On 2/18/26 7:15 PM, Alexei Starovoitov wrote:
On Wed, Feb 18, 2026 at 2:44 AM Slava Imameev
<[email protected]> wrote:

- This programs cannot be compiled as bpf_core_cast cannot cast to a
multi-level pointer:

SEC("lsm/sb_eat_lsm_opts")
int BPF_PROG(sb_eat_lsm_opts_1,char *options, void **mnt_opts)
{
     void** ppt = bpf_core_cast(mnt_opts, void*);
     bpf_printk("%p\t", *ppt);
     return 0;
}
Looks like there is a bug in llvm, since it crashes on the above.
But the following works:

void** ppt = bpf_rdonly_cast(mnt_opts, 0);
bpf_printk("%lx\t", *ppt);

Plus Eduard's diff:
-       if (is_void_or_int_ptr(btf, t))
+       if (is_void_or_int_ptr(btf, t) || !btf_type_is_struct_ptr(btf, t))


- There is a workaround, which requires introducing a wrapper for
a pointer or typedef:

struct pvoid {
     void* v;
};
llvm should have handled it without the workaround.
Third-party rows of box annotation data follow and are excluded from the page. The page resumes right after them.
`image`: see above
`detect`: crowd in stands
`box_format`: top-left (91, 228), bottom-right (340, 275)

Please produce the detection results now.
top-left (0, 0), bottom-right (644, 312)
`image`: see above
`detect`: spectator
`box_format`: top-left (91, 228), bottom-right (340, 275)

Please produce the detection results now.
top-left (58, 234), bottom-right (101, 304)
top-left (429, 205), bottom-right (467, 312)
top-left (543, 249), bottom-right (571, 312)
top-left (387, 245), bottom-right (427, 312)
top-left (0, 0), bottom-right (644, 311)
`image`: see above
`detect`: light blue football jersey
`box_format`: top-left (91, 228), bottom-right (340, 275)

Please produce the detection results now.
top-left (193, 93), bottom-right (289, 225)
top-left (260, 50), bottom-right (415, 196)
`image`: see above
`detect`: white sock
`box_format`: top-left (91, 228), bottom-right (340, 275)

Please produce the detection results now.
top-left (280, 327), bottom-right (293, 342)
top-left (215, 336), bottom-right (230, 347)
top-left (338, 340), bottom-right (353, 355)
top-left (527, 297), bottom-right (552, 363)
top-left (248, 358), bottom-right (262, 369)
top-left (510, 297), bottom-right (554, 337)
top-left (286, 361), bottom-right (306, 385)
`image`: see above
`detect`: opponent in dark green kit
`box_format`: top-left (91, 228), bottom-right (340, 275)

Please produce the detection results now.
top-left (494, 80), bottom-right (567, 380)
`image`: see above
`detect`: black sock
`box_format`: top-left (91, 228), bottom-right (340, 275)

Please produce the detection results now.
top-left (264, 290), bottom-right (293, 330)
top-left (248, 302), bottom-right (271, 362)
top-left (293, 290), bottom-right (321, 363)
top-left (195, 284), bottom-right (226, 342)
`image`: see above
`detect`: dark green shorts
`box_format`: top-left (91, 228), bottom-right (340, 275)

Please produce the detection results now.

It's a bug
that should be fixed.

Okay, I will take a look.


I think there are no technical restrictions for treating single
level pointers as PTR_TO_MEM.
I think it will be a missed opportunity and a potential foot gun.

We didn't support access to 'char *' initially.
Later relaxed it to mean that it's a valid pointer to a single byte,
but since the code is generic it also became the case
that 'char *' is allowed in kfunc and the verifier checks
that one valid byte is there.
That was a bad footgun, since we saw several cases of broken
kfunc implementations that assume that 'char *' means a string.

There are only two lsm hooks that pass 'struct foo **'.
If we make it ptr_to_mem of 8 bytes we lose the ability to do
something smarter in the future.
I think we better add support to annotate such '**' as an actual
array with given size and track types completely, so
'struct foo * var[N]' will become array_to_ptr_to_btf_id.
That's probably more work that you signed up to do,
so I suggest treating 'void **' as a scalar as Eduard suggested.
This particular sb_eat_lsm_opts() hook
doesn't have a useful type behind it anyway.
I'm less certain about 'char **'. If we make it scalar too
it will be harder to make it a pointer to nul terminated string later.

So I would do 'void **' -> scalar for now only.